The registration process is available online and allows you to get your confirmation right away. You'll just need to select your test date and testing center when you register, along with uploading a photo of yourself. This is also the time to choose which schools you want to receive your test scores. Your admission ticket will be available after you register, and you'll need to bring this with you on the day of your test. Note that you can't use a calculator for this test, but you will need to bring pencils and a photo ID.
Scoring the SAT Subject Test - Physics
You'll find your scores online a few weeks after your test date. Content area tests are scored on a scale of 200 to 800 points. You get one point for each correct score, and fractional deductions are made for each incorrect score. No points are deducted for questions that you leave blank. The score report is also sent to your high school and the colleges you selected at registration.
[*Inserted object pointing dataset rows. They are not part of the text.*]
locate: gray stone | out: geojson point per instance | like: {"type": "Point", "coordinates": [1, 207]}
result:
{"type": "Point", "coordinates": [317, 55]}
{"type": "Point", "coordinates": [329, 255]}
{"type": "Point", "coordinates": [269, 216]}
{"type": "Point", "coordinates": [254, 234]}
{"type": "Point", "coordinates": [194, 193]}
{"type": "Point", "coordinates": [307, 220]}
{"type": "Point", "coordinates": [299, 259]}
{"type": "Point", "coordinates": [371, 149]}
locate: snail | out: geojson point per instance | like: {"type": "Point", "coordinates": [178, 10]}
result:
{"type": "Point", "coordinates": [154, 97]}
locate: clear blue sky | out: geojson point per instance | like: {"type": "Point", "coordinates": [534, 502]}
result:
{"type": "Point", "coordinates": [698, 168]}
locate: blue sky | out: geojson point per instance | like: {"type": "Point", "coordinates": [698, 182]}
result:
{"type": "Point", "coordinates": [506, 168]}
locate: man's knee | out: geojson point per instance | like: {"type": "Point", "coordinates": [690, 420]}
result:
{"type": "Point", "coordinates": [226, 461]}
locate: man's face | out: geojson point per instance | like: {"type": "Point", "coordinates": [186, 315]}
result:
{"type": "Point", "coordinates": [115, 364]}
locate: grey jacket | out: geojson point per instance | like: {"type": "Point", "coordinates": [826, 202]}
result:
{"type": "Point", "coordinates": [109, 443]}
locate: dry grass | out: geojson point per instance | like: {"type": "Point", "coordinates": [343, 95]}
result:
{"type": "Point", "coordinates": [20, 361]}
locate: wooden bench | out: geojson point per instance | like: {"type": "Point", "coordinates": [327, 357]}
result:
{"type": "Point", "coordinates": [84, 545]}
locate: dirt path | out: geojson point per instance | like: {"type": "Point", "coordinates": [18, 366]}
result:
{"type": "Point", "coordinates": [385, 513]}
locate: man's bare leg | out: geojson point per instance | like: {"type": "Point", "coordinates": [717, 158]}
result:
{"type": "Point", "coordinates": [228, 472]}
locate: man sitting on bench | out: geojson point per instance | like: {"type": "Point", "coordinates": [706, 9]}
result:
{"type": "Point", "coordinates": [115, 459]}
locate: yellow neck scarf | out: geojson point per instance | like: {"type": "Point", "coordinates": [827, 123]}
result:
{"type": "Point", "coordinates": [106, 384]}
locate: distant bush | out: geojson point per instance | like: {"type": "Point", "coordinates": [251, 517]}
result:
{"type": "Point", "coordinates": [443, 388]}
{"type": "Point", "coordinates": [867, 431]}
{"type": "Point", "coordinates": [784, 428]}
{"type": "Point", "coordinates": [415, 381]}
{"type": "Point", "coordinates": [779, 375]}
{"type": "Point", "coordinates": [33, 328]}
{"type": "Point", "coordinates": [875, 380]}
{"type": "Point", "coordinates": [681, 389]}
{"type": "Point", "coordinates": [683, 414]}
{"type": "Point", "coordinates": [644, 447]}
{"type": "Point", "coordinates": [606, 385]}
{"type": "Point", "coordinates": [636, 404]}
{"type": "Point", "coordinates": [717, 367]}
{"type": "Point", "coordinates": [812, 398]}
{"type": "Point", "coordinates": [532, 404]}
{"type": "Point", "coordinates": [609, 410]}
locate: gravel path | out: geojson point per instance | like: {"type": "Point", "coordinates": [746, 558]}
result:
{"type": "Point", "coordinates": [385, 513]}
You'll see questions covering kinematics, dynamics and circular motion. You'll also need to apply basic physics principles to problems on energy and momentum, simple harmonic motion and gravity. You'll want to be familiar with formulas for speed and velocity, and you should be able to define acceleration and recognize its formula. You'll also need knowledge of the differences between potential and kinetic energy. You might be asked to apply Newton's laws of motion or explain laws like Kepler's laws of planetary motion or the law of gravitation.
Electricity and Magnetism
In this section of the test, you'll be asked about electric fields, capacitance, circuit elements and magnetism. You'll need to know how Coulomb's law is used to explain the relationship between force, distance and charge and what the equation and uses are for Ohm's law. You'll need to be familiar with the definition for magnetic force, and you might need to explain what a magnetic field is. You can expect to see questions on electric potential, electric force fields, parallel-plate capacitors and Faraday's law.
Waves and Optics
This section asks you to apply physics properties to questions on reflection and refraction, physical optics and ray optics. You should be familiar with the methods used to measure waves and know how to measure wavelength and wave speed. You could also be asked about applications for the Doppler Effect or how color and light are related. This section will also test your knowledge of how images are formed in mirrors and lenses and why Snell's law is used to determine how light waves are bent. Other concepts covered in this section include single-slit diffraction and polarization.
Heat and Thermodynamics
This section focuses on thermal properties and laws of thermodynamics. You'll need to know how temperature is expressed and what happens to a substance's temperature when heat is added or removed. You could be asked about the calculation for specific heat or the process of thermal expansion. You should be familiar with the first and second laws of thermodynamics and prepared to apply these laws to different problems.
In this section, you'll see questions on Quantum phenomena and relativity. You should be prepared to answer questions on atomic theory and nuclear and particle physics. You might be asked about the importance of the Bohr model and its connection to earlier theories, like the Rutherford model. You'll need to be familiar with the different types of nuclear reactions and be able to explain various theories on relativity.
This section features questions on the historical aspects of physics and focuses on your ability to perform graphical analysis or use math to solve problems. Be prepared for questions on astrophysics and applications for chaos theory in addition to questions focused on the phenomenon of superconductivity.